Lately, many of these evangelical voices have stumbled in their conversations vis-à-vis race. Jerry Falwell Jr. is currently facing public scrutiny for the drain of Black members of Liberty University’s campus following his blackface-on-mask tweet. Evangelical megachurch pastor Louie Giglio’s “white blessings” framing on white privilege was an attempted hot-take that turned into a hot-mess. And Pentecostal megachurch pastor Rod Parsley implicitly made the founding fathers look like they might have also founded racial reconciliation.

But upon George Floyd’s death, Rod Parsley released a video statement about the state of racism in America, invoking Martin Luther King Jr.:

I remember standing on that balcony when we lost one of the greatest men that ever lived, taken by a racist’s bullet. I would to God that his anointing will be picked up. That someone will be mantled with that great anointing. That nonviolent heart of God reconciling, restoring, reaching out …

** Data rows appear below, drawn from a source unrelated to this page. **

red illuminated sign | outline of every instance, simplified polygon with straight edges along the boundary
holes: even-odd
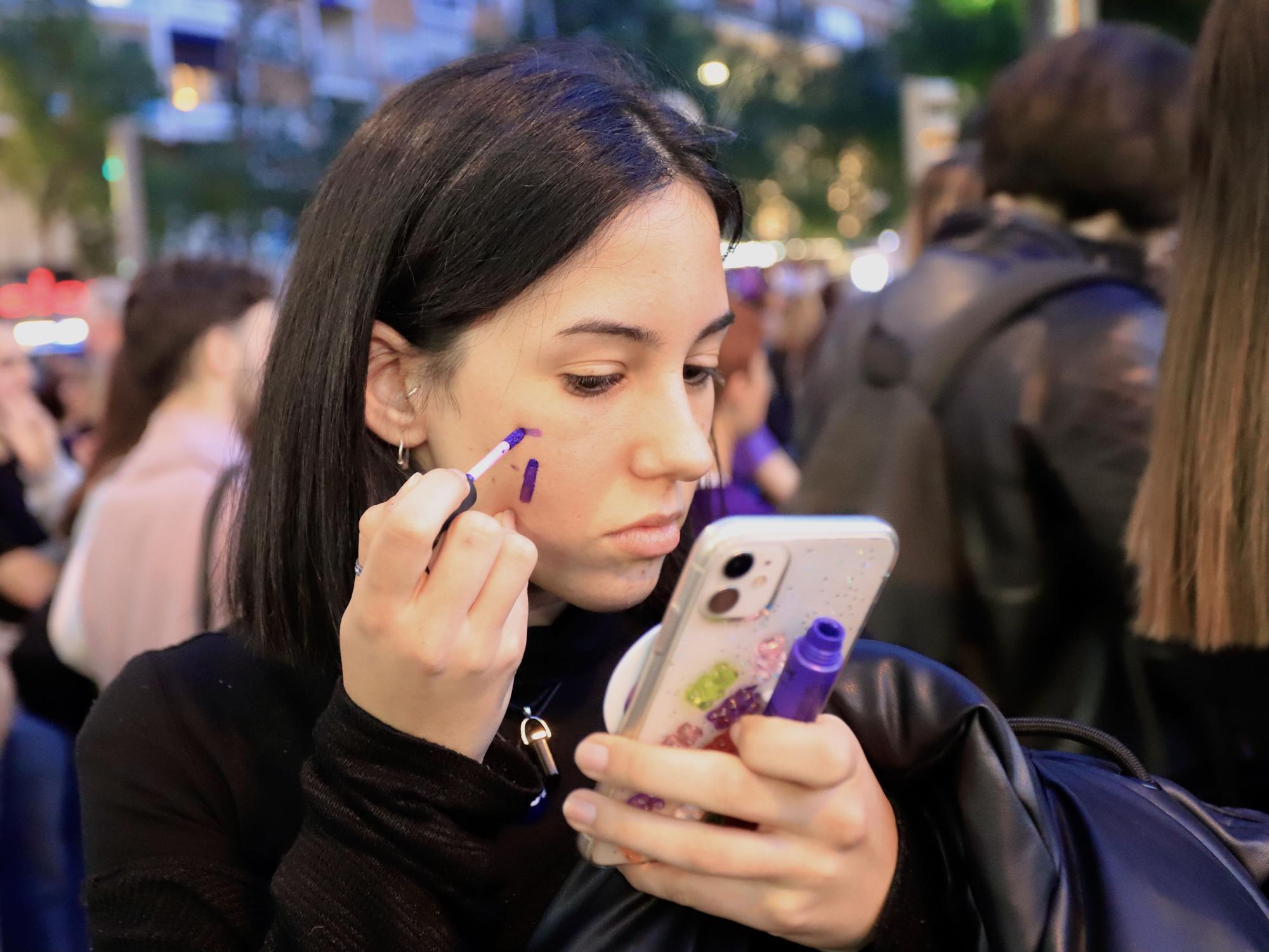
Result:
[[[77,315],[88,301],[82,281],[57,281],[48,268],[36,268],[27,283],[0,286],[0,317],[20,321],[27,317]]]

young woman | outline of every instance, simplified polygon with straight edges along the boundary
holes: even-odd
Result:
[[[1217,4],[1159,409],[1128,532],[1155,767],[1269,810],[1269,4]]]
[[[1250,824],[1222,845],[1151,823],[1165,793],[1084,762],[1043,774],[1051,800],[981,694],[914,655],[857,647],[840,716],[745,720],[739,757],[594,732],[713,461],[740,216],[709,136],[579,51],[456,63],[363,126],[280,308],[241,622],[135,660],[81,734],[96,949],[1070,948],[1110,892],[1068,881],[1079,848],[1136,850],[1103,845],[1127,815],[1189,848],[1220,947],[1269,939],[1228,852]],[[443,532],[462,471],[520,426],[541,435]],[[544,803],[525,710],[553,729]],[[579,830],[648,862],[586,867]],[[1174,928],[1132,882],[1112,909]]]

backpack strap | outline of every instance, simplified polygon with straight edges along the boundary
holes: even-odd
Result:
[[[970,362],[996,334],[1034,305],[1090,284],[1146,289],[1126,274],[1079,259],[1019,265],[972,298],[921,345],[912,355],[909,386],[938,413]]]

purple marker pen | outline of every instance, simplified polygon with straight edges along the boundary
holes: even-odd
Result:
[[[846,630],[832,618],[816,618],[806,635],[793,642],[789,660],[772,692],[764,715],[792,721],[813,721],[829,703],[845,659],[841,646]]]

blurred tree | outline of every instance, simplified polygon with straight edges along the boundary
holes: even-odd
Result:
[[[110,268],[103,178],[110,121],[157,94],[136,44],[104,42],[82,0],[25,0],[0,28],[0,174],[25,194],[41,241],[53,220],[75,223],[88,268]]]
[[[721,38],[699,14],[667,0],[555,0],[547,13],[542,6],[529,5],[529,37],[541,36],[538,24],[549,20],[558,36],[619,46],[680,105],[735,131],[722,159],[745,189],[756,236],[858,236],[839,231],[843,212],[829,203],[849,150],[876,159],[854,183],[860,231],[882,227],[897,213],[897,72],[887,51],[825,56],[822,46],[808,48],[797,17],[782,19],[766,42],[744,43]],[[718,86],[697,75],[712,60],[730,71]]]
[[[914,0],[891,46],[904,72],[981,91],[1022,53],[1022,23],[1016,0]]]

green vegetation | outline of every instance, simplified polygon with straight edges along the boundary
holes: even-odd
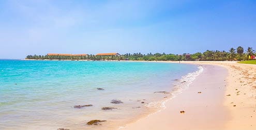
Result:
[[[165,54],[164,53],[152,53],[147,54],[141,53],[126,53],[119,56],[116,55],[27,55],[26,59],[35,60],[125,60],[131,61],[244,61],[248,60],[249,55],[255,55],[252,48],[248,47],[246,52],[244,48],[239,46],[236,50],[231,48],[228,52],[219,50],[207,50],[203,53],[197,52],[192,54],[184,53],[181,55]]]
[[[256,60],[244,61],[238,62],[239,63],[249,64],[256,65]]]

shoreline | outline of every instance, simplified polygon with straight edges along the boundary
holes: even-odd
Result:
[[[158,62],[178,63],[178,61]],[[157,113],[152,114],[146,118],[141,118],[135,122],[127,124],[126,126],[120,128],[120,129],[157,129],[159,128],[161,129],[170,129],[172,128],[174,128],[173,129],[255,129],[256,128],[256,123],[255,122],[255,117],[256,117],[256,112],[256,112],[256,101],[255,101],[256,98],[256,96],[256,96],[256,70],[253,70],[253,67],[256,66],[255,65],[245,65],[237,63],[236,62],[227,61],[182,61],[181,63],[203,65],[203,66],[212,65],[227,69],[228,74],[224,78],[224,80],[220,81],[224,85],[223,86],[223,91],[222,92],[222,94],[218,96],[214,96],[215,98],[221,99],[221,100],[219,101],[219,101],[217,103],[220,104],[219,108],[221,110],[225,112],[221,114],[222,115],[225,115],[225,117],[221,117],[221,118],[220,118],[220,117],[216,117],[215,120],[212,121],[210,124],[207,122],[204,122],[204,123],[195,123],[196,122],[194,122],[194,124],[198,124],[197,126],[189,125],[189,124],[191,123],[192,120],[186,120],[187,122],[186,122],[185,121],[186,119],[183,119],[180,120],[179,122],[176,121],[178,120],[177,119],[178,119],[179,117],[180,116],[180,114],[177,114],[178,112],[176,112],[176,113],[173,114],[173,111],[171,110],[176,106],[172,106],[170,104],[171,104],[171,102],[175,102],[175,101],[173,100],[178,100],[178,99],[173,99],[170,101],[169,100],[167,103],[169,104],[169,106],[167,106],[165,109],[169,110],[168,113],[161,111]],[[250,72],[250,71],[248,71],[250,70],[252,70],[250,73],[246,72],[247,71]],[[214,72],[212,73],[213,72]],[[251,75],[251,76],[250,76],[250,74]],[[219,76],[221,75],[222,75],[219,74]],[[246,76],[247,77],[245,77]],[[198,80],[198,78],[199,78],[198,77],[197,79]],[[236,82],[236,81],[241,80],[242,78],[244,78],[243,79],[243,81]],[[216,81],[214,82],[216,82]],[[245,82],[247,84],[244,83]],[[253,83],[255,83],[255,84],[253,85]],[[241,84],[243,83],[244,84]],[[190,87],[189,88],[190,89],[191,89]],[[201,88],[201,89],[202,88]],[[215,89],[218,89],[217,88],[215,88]],[[188,90],[185,90],[184,92],[185,94],[186,92],[188,92]],[[218,93],[219,92],[219,91]],[[243,94],[239,94],[239,92],[243,92]],[[248,92],[251,94],[248,94]],[[226,96],[229,95],[231,95],[231,96]],[[183,98],[182,97],[186,97],[184,95],[185,94],[183,92],[183,94],[178,96],[177,98],[180,99]],[[194,96],[197,96],[195,95]],[[190,98],[193,98],[194,97],[192,96]],[[205,98],[209,99],[207,97]],[[191,100],[191,98],[188,99]],[[214,100],[213,101],[215,100]],[[180,100],[178,102],[183,101]],[[200,102],[197,102],[197,103],[200,103]],[[212,102],[212,103],[214,104],[214,103],[216,103]],[[176,104],[179,104],[179,103]],[[193,110],[192,108],[193,104],[190,104],[188,107],[188,108],[190,108]],[[203,112],[201,112],[202,113],[198,113],[197,115],[194,115],[193,116],[210,117],[210,114],[205,113],[205,112],[204,112],[207,109],[204,109]],[[218,112],[219,111],[218,110]],[[171,114],[170,115],[170,113]],[[168,115],[168,114],[169,114],[169,116],[175,117],[176,120],[170,120],[171,119],[168,119],[168,117],[164,117],[165,115]],[[185,113],[184,115],[186,115],[186,114]],[[222,122],[219,122],[218,123],[222,123],[223,124],[217,127],[215,125],[216,124],[216,122],[215,123],[215,122],[219,121],[220,119],[222,119],[223,120]],[[168,119],[170,122],[167,121],[168,123],[164,124],[164,123],[167,123],[165,121],[168,120]],[[206,119],[205,118],[198,117],[194,119],[198,120]],[[172,121],[172,122],[170,120]],[[174,123],[174,121],[176,121],[175,123]],[[160,124],[158,125],[158,123]],[[174,126],[175,124],[179,124],[179,126],[178,126],[175,127]],[[211,125],[211,124],[213,124],[213,125]],[[184,126],[187,126],[183,127]],[[203,126],[204,126],[204,127]],[[212,127],[208,127],[208,126],[212,126]]]

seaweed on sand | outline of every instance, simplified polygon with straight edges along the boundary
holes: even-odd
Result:
[[[86,124],[87,125],[101,125],[100,124],[100,122],[105,122],[107,121],[106,120],[91,120],[89,122],[87,122]]]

Quite a few evangelicals hold King as the standard bearer of civil rights activism, selectively uplifting pious quotes on love, nonviolence, and peace as a way to denounce #BlackLivesMatter. The irony of the prophet is that the prophet is usually only seen as a prophet in hindsight.

The Christians who oppose #BlackLivesMatter today are no different from the Christians who opposed King and the civil rights movement. Their blindness is an inherited racism that comes from the same theological streams — from the same nationalistic political mobilizing of the civil-rights era fundamentalists and evangelicals. Likely, several decades from now, these Christians will wish that they had marched with the #BlackLivesMatter activists — those who will one day be considered the civil rights leaders of our generation.